Bismillah...
Setujukah Anda bahwa: Jurnalisme adalah karya sastra yang terburu-buru?
Pertama kali saya menemukan istilah ini ketika melihat sebuah film yang dibintangi oleh Julia Robert. Pada saat itu ia memiliki seorang teman laki-laki yang berprofesi sebagai jurnalis/wartawan. Ia bertugas mencari berita yang up to date, mewawancarai pihak yang bersangkutan, dan menulis berita serta mempublikasikannya ke sebuah media massa. Pada saat ia mewawancarai seorang nara sumber disebuah kafe, pada saat itulah ia mengatakan bahwa, "Jurnalisme adalah karya sastra yang terburu-buru". Awalnya saya berpikir sejenak tentang salah satu ungkapan ini, namun setelah dipikir-pikir, ternyata ada benarnya juga.

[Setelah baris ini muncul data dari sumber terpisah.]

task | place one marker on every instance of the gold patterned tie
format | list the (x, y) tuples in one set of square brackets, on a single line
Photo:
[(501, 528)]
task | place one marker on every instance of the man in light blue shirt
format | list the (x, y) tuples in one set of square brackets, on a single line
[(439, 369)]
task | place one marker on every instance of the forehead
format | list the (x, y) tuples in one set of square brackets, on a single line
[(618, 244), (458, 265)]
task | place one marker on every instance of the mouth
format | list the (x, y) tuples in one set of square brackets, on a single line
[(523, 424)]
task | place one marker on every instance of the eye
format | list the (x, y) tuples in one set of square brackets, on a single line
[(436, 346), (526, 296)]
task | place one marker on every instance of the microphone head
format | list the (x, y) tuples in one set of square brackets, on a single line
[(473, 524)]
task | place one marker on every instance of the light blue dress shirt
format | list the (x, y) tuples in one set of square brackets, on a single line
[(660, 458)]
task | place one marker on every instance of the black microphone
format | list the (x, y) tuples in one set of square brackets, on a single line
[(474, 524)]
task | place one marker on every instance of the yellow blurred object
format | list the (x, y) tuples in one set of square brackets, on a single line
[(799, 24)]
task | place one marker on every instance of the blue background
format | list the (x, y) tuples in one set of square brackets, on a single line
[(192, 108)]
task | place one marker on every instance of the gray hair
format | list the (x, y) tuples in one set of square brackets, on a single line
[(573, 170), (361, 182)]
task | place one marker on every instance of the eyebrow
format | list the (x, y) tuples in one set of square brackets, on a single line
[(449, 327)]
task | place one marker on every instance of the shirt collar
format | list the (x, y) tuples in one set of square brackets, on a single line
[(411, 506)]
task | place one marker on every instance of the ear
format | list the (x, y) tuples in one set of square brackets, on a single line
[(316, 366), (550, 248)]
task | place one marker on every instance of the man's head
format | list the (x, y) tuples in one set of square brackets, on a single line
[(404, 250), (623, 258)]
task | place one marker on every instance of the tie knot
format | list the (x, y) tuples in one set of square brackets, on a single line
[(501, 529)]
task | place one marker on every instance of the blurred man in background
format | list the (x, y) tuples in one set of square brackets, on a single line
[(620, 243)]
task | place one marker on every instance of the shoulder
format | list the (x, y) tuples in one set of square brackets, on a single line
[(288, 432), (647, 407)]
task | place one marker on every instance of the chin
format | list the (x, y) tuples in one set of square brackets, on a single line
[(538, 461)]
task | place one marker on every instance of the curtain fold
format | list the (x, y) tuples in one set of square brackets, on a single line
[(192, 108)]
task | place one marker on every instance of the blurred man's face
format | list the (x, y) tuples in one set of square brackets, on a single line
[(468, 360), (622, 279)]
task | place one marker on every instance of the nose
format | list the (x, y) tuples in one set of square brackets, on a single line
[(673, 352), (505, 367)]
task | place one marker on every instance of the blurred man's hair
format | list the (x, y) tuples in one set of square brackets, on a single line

Saya tak terlalu mengenal hal-hal yang berhubungan dengan dunia jurnalisme, namun menurut sekilas pandang, terkadang para wartawan hanya berusaha mencari berita-berita yang sebenarnya merupakan realita biasa dalam kehidupan. Namun, pemberitaannya terkadang terkesan terlalu mendramatisir agar terkesan sensasional (hidup ini biasa-biasa saja lah, Be Optimis dan hadapi hidup dengan senyuman, Insya Allah...).
Saya yakin ada banyak jurnalis yang masih memegang teguh nilai-nilai kejujuran dan meliput berita untuk memberikan pencerdasan dan pencerahan pada masyarakat, namun tak tertutup kemungkinan beberapa dari mereka ada yang hanya berusaha kejar tayang karena dibatasi oleh satu kata yang bernama "deadline", maksudnya saat terakhir batas waktu memasukkan berita. Dan ada banyak faktor yang menyebabkan jurnalisme kehilangan nilai-nilai kejernihannya sebagai mercusuar yang menerangi dan menjadi petunjuk jalan bagi masyarakat, bisa jadi karena ditunggangi oleh kekuasaan, politik, pihak-pihak kepentingan dan lain-lain.
Bagi para pembaca yang hoby meliput berita, baik dari media masa maupun media elektronik pintar-pintarlah memilih mana berita yang layak dikonsumsi dan mana yang tak layak dikonsumsi. Karena in put (masukan) positif dan negatif itu berlomba-lomba setiap harinya menghampiri kita. Jika ingin memiliki pikiran yang positif ( Positive Thinking), maka perbanyaklah memasukan in put (masukan) positif pada pikiran kita, baik dengan membaca kitab suci Al-Qur'anul Karim, buku-buku yang bermuatan nilai-nilai positif, mendengarkan kaset-kaset berisikan motivasi atau tausiyah keagamaan dari Ustadz yang kredibel dan capable dibidangnya, melihat film-film dokumenter yang menyingkap tentang hal-hal yang berhubungan dengan ilmu pengetahuan, dan bergaullah dengan orang-orang shaleh serta memiliki ilmu pengetahuan, agar kita bisa lebih mendekatkan diri kepada Allah SWT. Karena selayaknyalah jika Allah SWT memberikan kita nikmat berupa kelebihan ilmu, maka seharusnya ilmu itulah yang memaksa kita untuk mencari nilai-nilai kebenaran dan kebaikan dan menyadari akan kebesaran Allah SWT yang terdapat alam semesta ini. Dan Ke- Maha Besaran Allah SWT bisa dibaca/dilihat dari tanda-tanda keajaiban penciptaan alam semesta yang Maha Sempurna ini.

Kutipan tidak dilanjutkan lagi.